All the antigen tests are performed at the point of care, meaning samples do not have to be sent to a lab. Four rapid viral RNA tests used at the point of care are also authorised by the FDA, including Abbott’s own ID Now test. That assay was a rare misstep from Abbott, having been the subject of an FDA statement in mid-May suggesting that it might return false negative results. Its authorisation was not withdrawn.

Cost

Abbott’s test has an advantage over the other three authorised antigen assays in its simplicity. The others must all be fed into handheld, portable machines, whereas the result with Abbott’s test is read off the test card. 

The killer app for BinaxNow, however, is not simplicity or accuracy but price. Abbott does not claim that BinaxNow is the cheapest point-of-care Covid-19 test authorised in the US – and but at $5 there cannot be many cheaper. Even the saliva test developed by researchers at Yale is expected to cost around $10 per sample. 

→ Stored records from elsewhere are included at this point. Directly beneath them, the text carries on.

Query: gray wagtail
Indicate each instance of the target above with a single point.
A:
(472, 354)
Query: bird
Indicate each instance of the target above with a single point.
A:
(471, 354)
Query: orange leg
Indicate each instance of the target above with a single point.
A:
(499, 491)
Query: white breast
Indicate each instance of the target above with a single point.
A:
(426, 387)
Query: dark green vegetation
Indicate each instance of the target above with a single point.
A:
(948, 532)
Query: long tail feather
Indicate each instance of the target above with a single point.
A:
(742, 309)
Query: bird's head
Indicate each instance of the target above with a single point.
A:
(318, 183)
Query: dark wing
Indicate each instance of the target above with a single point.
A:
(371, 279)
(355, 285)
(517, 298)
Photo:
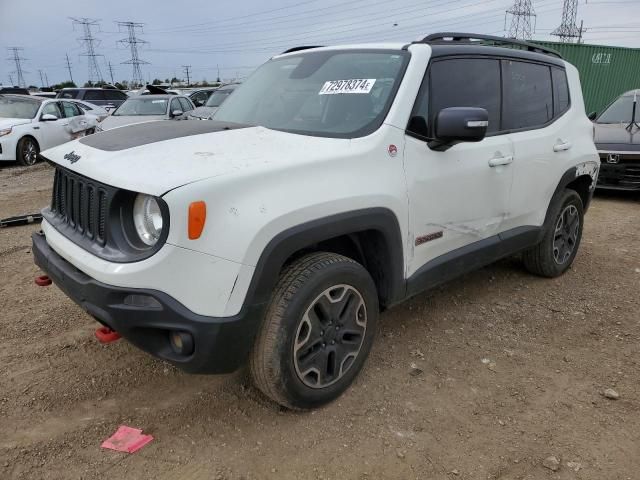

Abbott will start selling BinaxNow in the next two weeks, and says it can make “up to” 50 million tests available monthly in the US from the beginning of October 2020. According to Abbott the test can be performed by doctors, nurses, school nurses, medical assistants and technicians, pharmacists, employer occupational health specialists, and possibly other people after they are trained. However, the place where it is performed must have a Clia waiver, certificate of compliance or certificate of accreditation, which might rule some workplaces or schools out.

Abbott also intends to launch an optional app, Navica, which is linked to the test and allows the patient to display their result as a sort of passport, allowing Covid-19-negative people to return to work or school. It displays a “digital health pass” similar to a train ticket or boarding pass, which expires after a period specified by organisations that accept the app.

This shows how keen Abbott is on repeat testing. Presumably a patient would have to get a test every time they catch a cold or other infection with symptoms similar to coronavirus, which for many people, such as nurses, teachers or schoolchildren, could mean several times a year. Provided BinaxNow does not prompt accuracy concerns as ID Now did, those $5 payments could really mount up. 

That said, the company has perhaps been dealt a blow by the CDC’s controversial new recommendation that asymptomatic people who have been in contact with a Covid-19 patient do not necessarily need a test. This could have been a lucrative market, with a cheap test appealing to people who might well be free of the virus. But using BinaxNow as a screen in asymptomatic patients would have its own hazards: its accuracy figures being what they are the risk of false negatives is around 3%, making it less appropriate for broad screening than PCR-based viral RNA tests. The US needs accurate, widespread screening of asymptomatic people, but scientifically speaking BinaxNow is not the right tool for that job.